Should the word “hospice” be taken out of the professional society names: “American Academy of Hospice and Palliative Medicine,” and “Hospice and Palliative Nurses Association?” AAHPM would become AAPM. HPNA would become PNA.
This idea is completely new to me so I don’t feel informed enough to give an opinion yet. Let me present some of the arguments as I understand them. I’ll start with reasons for keeping the H.
Reasons to keep the H:
- Palliative medicine grew out of the hospice movement in the US. There are strong historical reasons to recognize the powerful role of hospice in nurturing palliative medicine. There is no need to shoot hospice in the foot.
- Many people in these professional societies work for a hospice. Many identify as a “hospice” provider first and foremost. They may not feel included in an organization that did not include the name hospice in the title. Perhaps they would splinter.
- Hospice is distinct from palliative medicine, and should be recognized as such by having its own portion of the title.
- Even if you believe hospice is subset, there are plenty of names of palliative medicine services at respected institutions that similarly join a subset of palliative medicine to palliative medicine: “Pain and Palliative Care Team” “Palliative and Symptom Management Service” “Palliative and Supportive Care.” As if palliative medicine does not include attention to pain, symptoms, or supportive care. These names clue people in – after all, most have no idea what palliative care means. We live in a world that doesn’t always make sense, why should the name?
Reasons to drop the H:
- Hospice is a subset of palliative medicine. Having both in the title implies that they are distinct. This is misleading.

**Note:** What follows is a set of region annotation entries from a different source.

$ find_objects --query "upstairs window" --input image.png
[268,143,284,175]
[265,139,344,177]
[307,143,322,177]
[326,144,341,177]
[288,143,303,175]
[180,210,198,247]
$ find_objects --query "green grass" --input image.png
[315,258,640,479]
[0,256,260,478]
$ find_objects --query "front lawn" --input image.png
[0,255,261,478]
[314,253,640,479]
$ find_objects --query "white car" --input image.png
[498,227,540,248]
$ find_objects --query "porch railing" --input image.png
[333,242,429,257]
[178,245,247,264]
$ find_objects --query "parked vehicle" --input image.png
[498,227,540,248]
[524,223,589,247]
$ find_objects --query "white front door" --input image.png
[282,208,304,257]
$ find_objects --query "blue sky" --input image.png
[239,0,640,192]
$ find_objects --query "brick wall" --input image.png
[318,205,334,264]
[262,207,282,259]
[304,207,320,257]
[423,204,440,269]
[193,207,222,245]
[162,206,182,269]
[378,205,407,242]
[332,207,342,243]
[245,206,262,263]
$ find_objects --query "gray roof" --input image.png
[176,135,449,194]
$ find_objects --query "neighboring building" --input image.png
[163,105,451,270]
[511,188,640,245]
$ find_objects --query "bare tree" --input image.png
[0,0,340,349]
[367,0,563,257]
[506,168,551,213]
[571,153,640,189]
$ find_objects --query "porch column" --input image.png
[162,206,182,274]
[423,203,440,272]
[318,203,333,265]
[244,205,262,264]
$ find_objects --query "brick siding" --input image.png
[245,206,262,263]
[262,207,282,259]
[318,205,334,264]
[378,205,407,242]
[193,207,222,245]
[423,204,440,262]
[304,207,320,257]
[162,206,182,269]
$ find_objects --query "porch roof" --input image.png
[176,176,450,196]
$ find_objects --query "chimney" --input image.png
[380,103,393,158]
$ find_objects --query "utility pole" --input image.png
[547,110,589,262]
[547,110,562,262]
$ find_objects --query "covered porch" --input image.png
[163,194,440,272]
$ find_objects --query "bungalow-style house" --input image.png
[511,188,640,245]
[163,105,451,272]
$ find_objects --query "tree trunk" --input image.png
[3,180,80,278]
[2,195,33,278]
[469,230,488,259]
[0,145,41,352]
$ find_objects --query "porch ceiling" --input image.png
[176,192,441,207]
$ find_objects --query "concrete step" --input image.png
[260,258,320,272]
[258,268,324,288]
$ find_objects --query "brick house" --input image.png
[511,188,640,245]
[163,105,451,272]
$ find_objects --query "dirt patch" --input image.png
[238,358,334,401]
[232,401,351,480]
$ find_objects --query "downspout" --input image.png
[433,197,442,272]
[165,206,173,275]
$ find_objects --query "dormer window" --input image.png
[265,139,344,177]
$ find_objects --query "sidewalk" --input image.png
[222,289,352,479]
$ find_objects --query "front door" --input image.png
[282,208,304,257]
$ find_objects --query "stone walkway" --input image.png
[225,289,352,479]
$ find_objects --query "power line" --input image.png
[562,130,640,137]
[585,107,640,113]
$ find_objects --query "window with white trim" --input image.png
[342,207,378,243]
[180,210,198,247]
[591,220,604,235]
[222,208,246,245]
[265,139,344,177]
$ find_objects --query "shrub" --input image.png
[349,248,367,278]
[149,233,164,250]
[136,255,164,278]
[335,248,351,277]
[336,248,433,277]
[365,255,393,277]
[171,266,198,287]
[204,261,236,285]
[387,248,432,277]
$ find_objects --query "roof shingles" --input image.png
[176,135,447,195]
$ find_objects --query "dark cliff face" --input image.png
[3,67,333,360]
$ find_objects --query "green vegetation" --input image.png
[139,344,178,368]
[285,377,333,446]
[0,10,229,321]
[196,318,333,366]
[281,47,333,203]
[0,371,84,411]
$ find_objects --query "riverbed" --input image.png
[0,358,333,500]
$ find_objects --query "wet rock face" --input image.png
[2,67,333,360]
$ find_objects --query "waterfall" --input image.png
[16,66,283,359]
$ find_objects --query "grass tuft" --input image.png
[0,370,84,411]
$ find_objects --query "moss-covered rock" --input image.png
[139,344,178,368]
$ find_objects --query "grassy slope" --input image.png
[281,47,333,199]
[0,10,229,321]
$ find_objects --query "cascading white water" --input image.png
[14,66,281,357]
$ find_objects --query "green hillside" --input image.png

Talking about hospice and palliative medicine is like talking about apples and fruit.
- Palliative medicine is trying to distinguish itself as a specialty open to all persons with serious illness, regardless of stage, treatment goals, or receipt of concurrent life-prolonging treatments. Hospice is end-of-life care (6 month prognosis requirement, median hospice length of stay ~2 weeks, public perception). Having hospice in the title implies by association that palliative medicine is also about only end-of-life care. This shoots palliative medicine in the foot with politicians, funders, patients and their families.
- Dropping the word hospice would free current “hospice” providers to provide care for patients with a prognosis of more than 6 months. By identifying as “palliative medicine” providers instead, they actually open up new practice opportunities and potentially more expansive roles.
Please add your thoughts and all of the many arguments I’m missing in the comments. As always, it’s fine to be passionate as long as we’re respectful. Let’s discuss.